7.    DEVELOPMENT COSTS. Within fifteen (15) business days of the Effective Date
of Termination, CNSI shall pay BII One Million Four Hundred and Seventy-Eight
Thousand Dollars ($1,478,000.00), which represents all outstanding amounts owed
BII pursuant to Section 4.2 of the LICENSE AGREEMENT. Such payment will be made
to BII's account at the Citibank, Frankfurt am Main, Account No. 120 3497 004,
Swift Code: CITIDEFF.

8.    BULK DRUG SUPPLY. For a period of two (2) years after the execution of
this Agreement (the "Purchase Period"), CNSI shall have the right to purchase
some or all of the existing quantity of Licensed Compound from BII at a price of
9,500 DM/kg. of Licensed Compound. As of the Effective Date of Termination, the
amount of Licensed Compound in stock is 56.831 kg., and CNSI may purchase up to
a total of 54 kg. hereunder. CNSI shall purchase such Licensed Compounds in
amounts of 2kg. or greater. At the conclusion of the Purchase Period, BII may
destroy any quantities of Licensed Compound in stock; provided, that BII shall
provide CNSI with at least thirty (30) days advance written notice thereof, and
provided, further, that CNSI shall have the right to request that instead such
remaining quantity of Licensed Compound be purchased by CNSI on the above terms.

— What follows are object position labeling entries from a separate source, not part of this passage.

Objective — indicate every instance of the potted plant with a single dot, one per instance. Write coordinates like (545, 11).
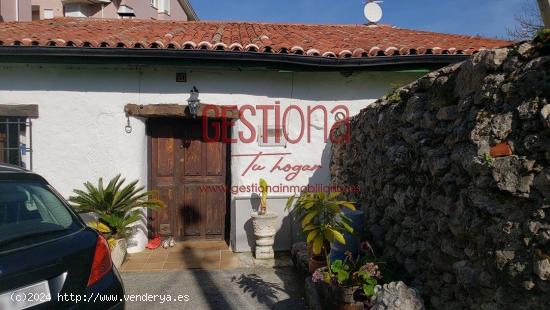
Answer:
(116, 207)
(263, 223)
(323, 222)
(353, 280)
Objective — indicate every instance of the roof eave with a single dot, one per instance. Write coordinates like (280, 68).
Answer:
(189, 11)
(76, 55)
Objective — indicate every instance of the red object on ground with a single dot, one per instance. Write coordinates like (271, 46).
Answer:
(501, 149)
(154, 243)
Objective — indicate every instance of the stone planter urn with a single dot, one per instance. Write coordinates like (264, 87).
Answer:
(264, 231)
(118, 252)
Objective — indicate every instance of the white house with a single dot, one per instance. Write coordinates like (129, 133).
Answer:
(96, 98)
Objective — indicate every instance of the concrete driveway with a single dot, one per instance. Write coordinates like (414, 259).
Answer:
(246, 288)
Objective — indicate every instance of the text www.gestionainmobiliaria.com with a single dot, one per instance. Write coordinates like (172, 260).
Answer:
(278, 188)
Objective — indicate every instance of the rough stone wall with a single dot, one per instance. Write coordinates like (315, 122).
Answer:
(454, 172)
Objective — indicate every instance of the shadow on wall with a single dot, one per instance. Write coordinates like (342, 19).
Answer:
(327, 86)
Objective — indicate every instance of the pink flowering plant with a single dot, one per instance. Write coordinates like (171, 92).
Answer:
(357, 272)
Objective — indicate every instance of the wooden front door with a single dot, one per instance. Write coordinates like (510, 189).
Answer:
(189, 176)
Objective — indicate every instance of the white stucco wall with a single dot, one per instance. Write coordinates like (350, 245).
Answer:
(80, 135)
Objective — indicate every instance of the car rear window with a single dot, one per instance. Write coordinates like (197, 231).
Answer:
(31, 213)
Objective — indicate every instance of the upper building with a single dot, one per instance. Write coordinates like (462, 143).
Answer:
(27, 10)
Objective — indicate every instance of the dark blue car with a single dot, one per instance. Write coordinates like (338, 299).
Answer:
(49, 258)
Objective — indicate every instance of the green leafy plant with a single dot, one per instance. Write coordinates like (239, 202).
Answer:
(358, 272)
(263, 197)
(322, 219)
(117, 206)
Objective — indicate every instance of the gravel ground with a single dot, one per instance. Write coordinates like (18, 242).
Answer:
(250, 288)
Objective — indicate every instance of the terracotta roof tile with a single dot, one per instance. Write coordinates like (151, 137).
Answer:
(342, 41)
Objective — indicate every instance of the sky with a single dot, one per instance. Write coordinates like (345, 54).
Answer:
(488, 18)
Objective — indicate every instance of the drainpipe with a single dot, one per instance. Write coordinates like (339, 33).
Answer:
(544, 6)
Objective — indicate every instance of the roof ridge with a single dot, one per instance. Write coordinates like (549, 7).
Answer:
(327, 40)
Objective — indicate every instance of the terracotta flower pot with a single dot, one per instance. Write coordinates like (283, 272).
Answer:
(316, 262)
(342, 294)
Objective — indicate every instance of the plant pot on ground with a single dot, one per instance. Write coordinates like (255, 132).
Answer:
(264, 226)
(316, 261)
(117, 207)
(353, 279)
(323, 222)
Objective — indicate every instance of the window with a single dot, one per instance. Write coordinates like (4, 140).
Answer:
(30, 213)
(15, 141)
(48, 13)
(164, 6)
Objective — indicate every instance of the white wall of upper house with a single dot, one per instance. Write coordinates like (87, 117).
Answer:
(15, 10)
(26, 10)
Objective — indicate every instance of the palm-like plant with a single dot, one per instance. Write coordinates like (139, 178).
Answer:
(116, 206)
(322, 219)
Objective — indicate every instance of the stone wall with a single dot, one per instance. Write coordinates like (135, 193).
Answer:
(454, 172)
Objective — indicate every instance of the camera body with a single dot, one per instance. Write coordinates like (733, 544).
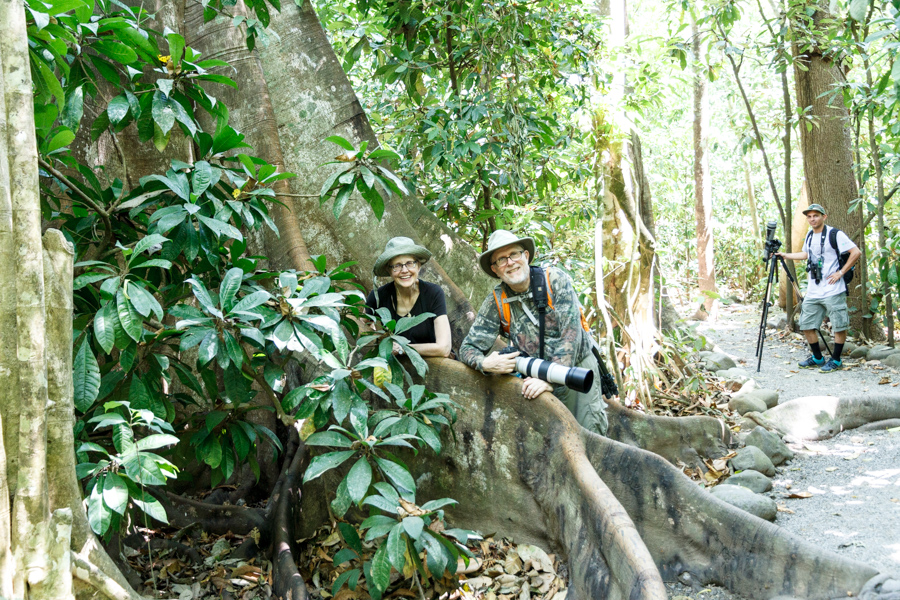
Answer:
(575, 378)
(772, 245)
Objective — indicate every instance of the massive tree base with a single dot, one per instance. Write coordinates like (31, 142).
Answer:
(822, 417)
(625, 518)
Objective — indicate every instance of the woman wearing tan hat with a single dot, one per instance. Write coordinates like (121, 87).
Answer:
(408, 296)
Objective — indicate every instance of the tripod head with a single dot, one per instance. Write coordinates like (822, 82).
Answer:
(772, 245)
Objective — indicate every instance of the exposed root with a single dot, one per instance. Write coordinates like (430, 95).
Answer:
(217, 519)
(822, 417)
(85, 571)
(527, 469)
(677, 439)
(288, 584)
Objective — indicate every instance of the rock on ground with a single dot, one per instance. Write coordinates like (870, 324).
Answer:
(771, 444)
(743, 498)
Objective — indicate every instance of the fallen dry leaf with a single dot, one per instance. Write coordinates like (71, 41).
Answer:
(800, 495)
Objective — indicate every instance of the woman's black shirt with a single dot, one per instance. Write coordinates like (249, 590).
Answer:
(431, 299)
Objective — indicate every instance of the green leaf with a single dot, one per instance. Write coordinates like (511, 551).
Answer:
(118, 108)
(342, 501)
(86, 375)
(129, 318)
(231, 283)
(381, 569)
(398, 475)
(396, 548)
(221, 228)
(330, 439)
(336, 139)
(358, 479)
(99, 516)
(152, 507)
(104, 327)
(858, 10)
(326, 462)
(117, 51)
(115, 493)
(62, 139)
(413, 526)
(163, 112)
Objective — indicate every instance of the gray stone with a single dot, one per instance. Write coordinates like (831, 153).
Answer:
(747, 403)
(859, 352)
(881, 353)
(716, 361)
(752, 480)
(746, 500)
(769, 397)
(771, 444)
(751, 457)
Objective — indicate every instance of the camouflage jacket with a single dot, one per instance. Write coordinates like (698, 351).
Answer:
(565, 341)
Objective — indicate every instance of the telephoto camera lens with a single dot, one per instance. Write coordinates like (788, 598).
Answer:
(574, 378)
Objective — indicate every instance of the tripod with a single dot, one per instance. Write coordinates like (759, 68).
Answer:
(771, 248)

9.    RIGHT TO DESIGNATE DIRECTOR.

      9.1   The termination of the LICENSE AGREEMENT pursuant to the terms and
            conditions set forth herein shall cause the termination of Section
            6.0 of the STOCK PURCHASE AGREEMENT, including, without limitation,
            BII's right to designate a nominee for election to CNSI's Board of
            Directors.

      9.2   The provisions of Section 9.1 notwithstanding, BII and CNSI agree
            that Burkhard Blank, M.D., heretofore a designee of BII pursuant to
            Section 6.1 of the STOCK PURCHASE AGREEMENT, shall serve on CNSI's
            Board of Directors through March 31, 1999, and thereafter upon the
            mutual agreement of the parties.

10.   ASSIGNMENT OF REGULATORY APPROVALS, PRE-CLINICAL AND CLINICAL DATA AND
      MANUFACTURING DATA.

      10.1  Within sixty (60) days of the Effective Date of Termination, BII
            shall provide to CNSI a copy of all correspondence to regulatory
            agencies relating to the termination of their clinical
            investigations of the Licensed Compound. BII shall



                                       8
<PAGE>   9
            also provide to CNSI copies of technical documentation related to
            the manufacture, quality, purity and testing of the Licensed
            Compound and the corresponding Licensed Products. The foregoing
            notwithstanding, BII shall have no obligation to generate additional
            formal or informal reports for CNSI, except as provided in Article
            11.

      10.2  BII shall retain the raw data and biological samples generated by
            BII during the Program in industry standard archives for a period of
            three (3) years after the Effective Date of Termination. If
            requested by CNSI, BII shall provide such data and samples to CNSI
            so as not to jeopardize any regulatory filings, and to assist CNSI
            in completing, maintaining or supplementing, to the extent necessary
            or desirable, any regulatory filings.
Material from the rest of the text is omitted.